Dabei versteht sich die communale oö nicht als reine historische Rückschau. Vielmehr entsteht ein kultureller Raum, der Menschen zusammenbringt und aktuelle gesellschaftliche Fragen verhandelt. Der Bauernkrieg von 1626 dient dabei als Ausgangspunkt für Diskussionen über Verantwortung, Zusammenhalt und die Gestaltung einer offenen Gesellschaft.
Landeshauptmann Thomas Stelzer zur Bedeutung der communale oö 2026: „Der Bauernkrieg von 1626 ist geprägt vom Mut der Menschen. Mut ist auch das Leitmotiv der communale oö 2026. Sie ist inspiriert vom Geist dieser Zeit und von der zivilgesellschaftlichen Haltung der Bevölkerung im Heute, die sich durch Offenheit und kulturelle Gestaltungskraft auszeichnet.“
Die communale oö holt die Geschichte Oberösterreichs ins Heute und verhandelt sie am Puls der Zeit. Gleichzeitig steht dieses innovative Kulturformat für gesellschaftliches Miteinander, für neue künstlerische Ideen und für einen Ort der Vermittlung, des Experimentierens und Ausprobierens. Die kommunale oö. versteht Mut dabei nicht als heroische Einzelgeste, sondern als gemeinschaftliche Haltung: als Einladung zu Beteiligung, Zusammenarbeit und kultureller Transformation – sichtbar gemacht in den Gemeinden Oberösterreichs und getragen von den Menschen vor Ort.
Das Programm der „communale oö“ wird nicht nur eine Nacherzählung der Geschehnisse von vor 400 Jahren liefern, sondern sucht auch nach Bezügen zum Jetzt. Es macht dieses Thema mit den Mitteln der Kunst erlebbar und zum Abenteuer. Die communale oö 2026 schafft Räume für Austausch, Zusammenarbeit und gesellschaftliche Teilhabe – zwischen Kunst, Bevölkerung und regionalen Initiativen.
Eine kurze Übersicht der spannendsten Programmhöhepunkte der communale oö:
- „Spaltboden“ – Theaterproduktion in Meggenhofen
- Seit 3. Juni läuft die mehrfach terminierte Theaterproduktion im Theater Meggenhofen. Das Stück setzt sich künstlerisch mit gesellschaftlichen Spannungen und dem Bauernkrieg auseinander.
- Große Ausstellung „Bauernkrieg 1626 – Zwischen Geschichte und Fiktion“
- Die zentrale Ausstellung im Schlossmuseum Linz läuft bis in den Herbst. Sie verbindet historische Objekte mit zeitgenössischer Kunst und multimedialen Installationen.

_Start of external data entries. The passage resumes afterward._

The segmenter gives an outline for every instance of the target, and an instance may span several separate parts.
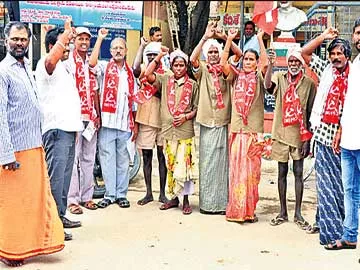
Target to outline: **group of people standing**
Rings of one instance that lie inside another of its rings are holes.
[[[189,195],[199,180],[200,213],[257,222],[265,93],[276,100],[271,155],[278,161],[280,198],[280,213],[270,224],[288,221],[291,157],[294,222],[304,230],[310,226],[302,217],[301,202],[303,160],[313,133],[320,243],[326,249],[356,248],[360,145],[354,115],[359,110],[355,88],[360,67],[359,57],[350,63],[350,43],[336,38],[335,29],[328,28],[302,49],[290,49],[287,71],[274,73],[276,54],[271,48],[266,52],[262,31],[256,35],[259,47],[242,52],[233,42],[236,29],[226,35],[210,22],[189,57],[179,49],[169,53],[161,44],[161,29],[152,27],[150,40],[141,38],[131,66],[124,39],[112,40],[112,58],[99,61],[108,30],[99,30],[89,56],[90,31],[74,29],[67,20],[64,28],[46,33],[47,54],[37,64],[35,79],[25,57],[28,27],[10,22],[4,32],[8,53],[0,63],[0,259],[5,264],[20,266],[26,258],[63,249],[64,240],[72,239],[63,228],[81,226],[65,217],[67,209],[82,214],[81,206],[130,207],[129,139],[143,157],[147,192],[138,205],[154,200],[156,146],[160,210],[177,208],[182,197],[182,213],[191,214]],[[312,54],[325,39],[334,39],[328,47],[330,64]],[[353,39],[360,51],[360,20]],[[322,74],[317,92],[304,72],[310,60],[310,67],[324,67],[317,70]],[[200,125],[199,159],[195,122]],[[97,148],[106,193],[94,203]],[[16,196],[20,193],[21,200]]]

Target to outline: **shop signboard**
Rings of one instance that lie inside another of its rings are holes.
[[[20,20],[28,23],[142,30],[142,1],[19,1]]]

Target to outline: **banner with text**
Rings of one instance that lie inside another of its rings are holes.
[[[20,20],[28,23],[142,30],[142,1],[19,1]]]

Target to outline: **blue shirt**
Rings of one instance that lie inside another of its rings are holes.
[[[29,60],[9,53],[0,62],[0,165],[15,152],[41,146],[41,114]]]
[[[244,40],[243,40],[243,53],[246,52],[246,50],[248,49],[253,49],[255,51],[257,51],[257,53],[260,55],[260,45],[259,45],[259,40],[257,38],[256,35],[253,35],[246,43],[246,38],[244,36]],[[239,47],[240,47],[240,42],[239,42]]]

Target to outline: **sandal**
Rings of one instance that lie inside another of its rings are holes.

Es gibt Klang- und Musikprojekte in mehreren Orten OÖs, wie etwa:
- „Land und Wille“ auf der Waldbühne St. Agatha – ein musikalisches Konzerterlebnis zur oö. Geschichte
- Projekte von Rupert Huber mit regionalen Musikensembles
- partizipative Tanz- und Musikformate mit Simon Mayer und lokalen Gruppen.

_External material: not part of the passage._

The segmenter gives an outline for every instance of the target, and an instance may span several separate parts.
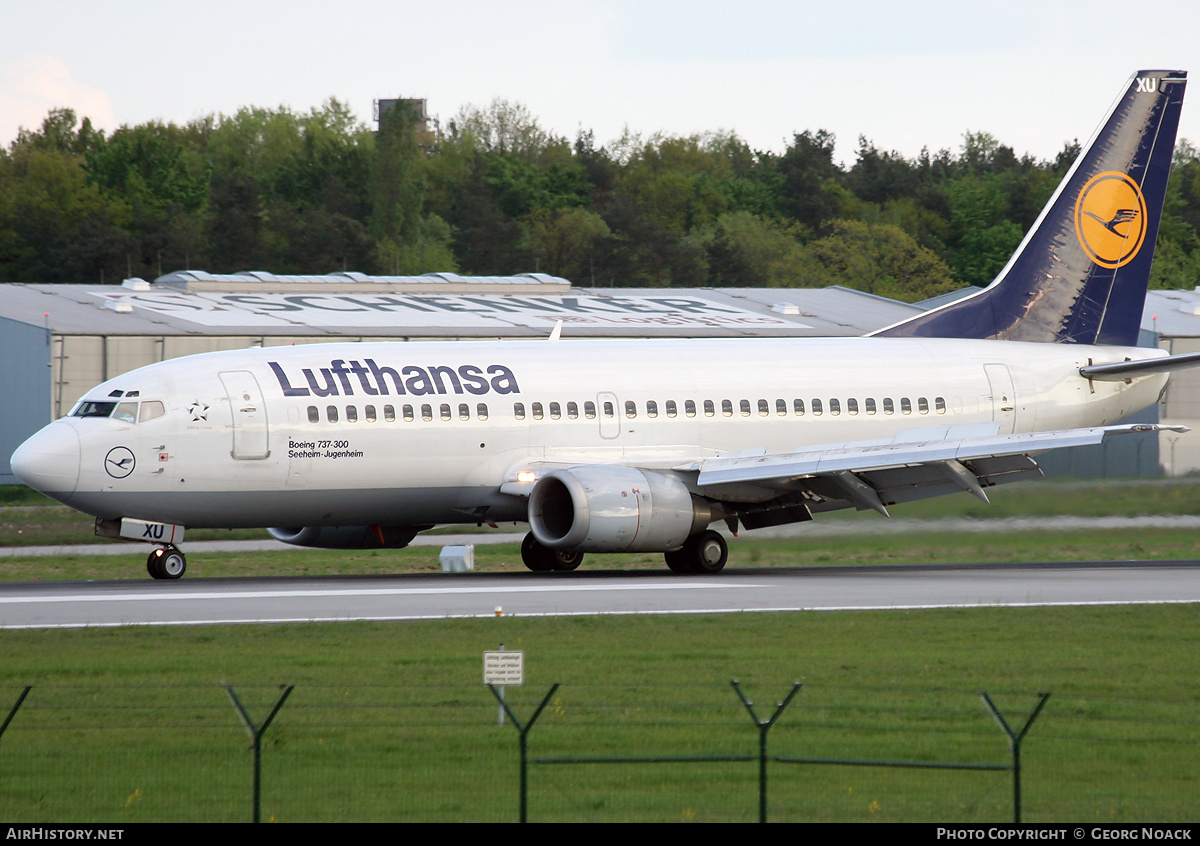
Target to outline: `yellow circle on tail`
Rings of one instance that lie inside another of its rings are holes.
[[[1075,236],[1102,267],[1133,261],[1146,240],[1146,198],[1127,174],[1105,171],[1088,180],[1075,201]]]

- Diskussions- und Literaturveranstaltungen
- In Linz, Peuerbach und weiteren Orten finden literarische Abende, Vorträge und Symposien zu Erinnerungskultur, Demokratie und gesellschaftlichem Wandel statt – etwa im StifterHaus.
- Kunst im öffentlichen Raum & regionale Projekte
- Viele kleinere Orte wie Lembach, Weibern oder St. Agatha präsentieren Installationen, Klangkunst und regionale Kulturprojekte, die Geschichte mit aktuellen gesellschaftlichen Fragen verbinden.